Tutti gli utenti dunque fanno uso di WhatsApp, ma purtroppo tra questi sono presenti anche utenti decisamente con brutte intenzioni tra cui ovviamente spiccano i truffatori effettivamente o ognuno di noi sarà capitato almeno una volta di incappare in uno strano messaggio da uno sconosciuto dietro il quale si celava un tentativo di truffa assolutamente palese, nel corso degli anni questi attacchi sono diventati via via più subdoli e ingannevoli fino a trasformarsi in un pericolo costante.

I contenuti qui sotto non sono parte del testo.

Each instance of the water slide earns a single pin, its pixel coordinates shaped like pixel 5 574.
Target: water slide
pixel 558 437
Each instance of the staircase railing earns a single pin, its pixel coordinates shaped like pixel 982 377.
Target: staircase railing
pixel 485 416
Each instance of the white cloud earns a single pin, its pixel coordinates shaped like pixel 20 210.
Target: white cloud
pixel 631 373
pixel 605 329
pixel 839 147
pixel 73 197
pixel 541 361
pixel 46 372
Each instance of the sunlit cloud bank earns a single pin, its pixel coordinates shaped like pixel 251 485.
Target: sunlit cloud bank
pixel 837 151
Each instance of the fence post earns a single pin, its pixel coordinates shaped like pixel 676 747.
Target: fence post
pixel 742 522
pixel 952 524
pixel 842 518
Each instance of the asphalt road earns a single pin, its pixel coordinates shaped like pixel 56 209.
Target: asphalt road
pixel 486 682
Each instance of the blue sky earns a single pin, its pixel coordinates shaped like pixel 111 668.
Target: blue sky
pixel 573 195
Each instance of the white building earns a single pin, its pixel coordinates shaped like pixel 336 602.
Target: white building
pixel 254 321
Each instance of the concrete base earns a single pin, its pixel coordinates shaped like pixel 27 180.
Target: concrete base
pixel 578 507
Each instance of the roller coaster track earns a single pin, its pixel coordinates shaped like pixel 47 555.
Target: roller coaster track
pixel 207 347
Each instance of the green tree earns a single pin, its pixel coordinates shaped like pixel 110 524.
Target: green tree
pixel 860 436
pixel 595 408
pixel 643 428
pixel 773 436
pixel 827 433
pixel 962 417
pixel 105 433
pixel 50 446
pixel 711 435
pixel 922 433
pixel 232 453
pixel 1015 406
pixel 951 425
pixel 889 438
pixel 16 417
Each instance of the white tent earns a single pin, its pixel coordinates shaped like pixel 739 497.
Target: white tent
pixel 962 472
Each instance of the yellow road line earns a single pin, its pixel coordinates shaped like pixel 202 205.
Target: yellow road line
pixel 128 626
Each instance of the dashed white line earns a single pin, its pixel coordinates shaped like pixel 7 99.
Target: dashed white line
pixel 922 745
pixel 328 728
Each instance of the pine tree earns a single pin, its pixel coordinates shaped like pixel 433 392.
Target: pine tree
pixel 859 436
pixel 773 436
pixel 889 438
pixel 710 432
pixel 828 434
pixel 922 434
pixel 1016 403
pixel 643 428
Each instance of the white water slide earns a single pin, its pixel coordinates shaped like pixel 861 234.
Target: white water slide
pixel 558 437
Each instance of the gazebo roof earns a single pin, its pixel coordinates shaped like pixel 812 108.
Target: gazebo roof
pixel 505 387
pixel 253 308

I truffatori ovviamente cercano di colpire quanto più persone possibile con l’obiettivo di ottenere un bottino che oscilla tra dati sensibili, soldi direttamente rubati dal conto corrente ma anche l’account stesso del malcapitato.
La truffa in Italia
La truffa in questione purtroppo si presenta spesso anche in Italia sotto varie forme, oggi vi raccontiamo della nuova truffa che per l’appunto punta a sottrarre l’account in malcapitato, i truffatori infatti in un primo momento cercano di effettuare l’accesso all’interno dell’account della vittima, ma quando WhatsApp chiede la OTP di sicurezza i truffatori ovviamente passano allo step successivo, nel frattempo infatti avranno contattato la vittima fingendosi degli utenti comuni e chiedendo la restituzione di un codice di sicurezza sei cifre inviato loro per sbaglio, ovviamente il codice a sei cifre sarà proprio la OTP inviata alla vittima per autenticare l’accesso che però è avvenuto da parte dei truffatori, in caso ovviamente di disattenzione la vittima rischia di perdere il proprio account dal momento che i truffatori in pochi secondi se ne impossesserebbero, quest’ultimo tornerebbe molto utile ai truffatori poiché potrebbero utilizzare l’identità della vittima per ulteriori reati, sfruttando la sua credibilità.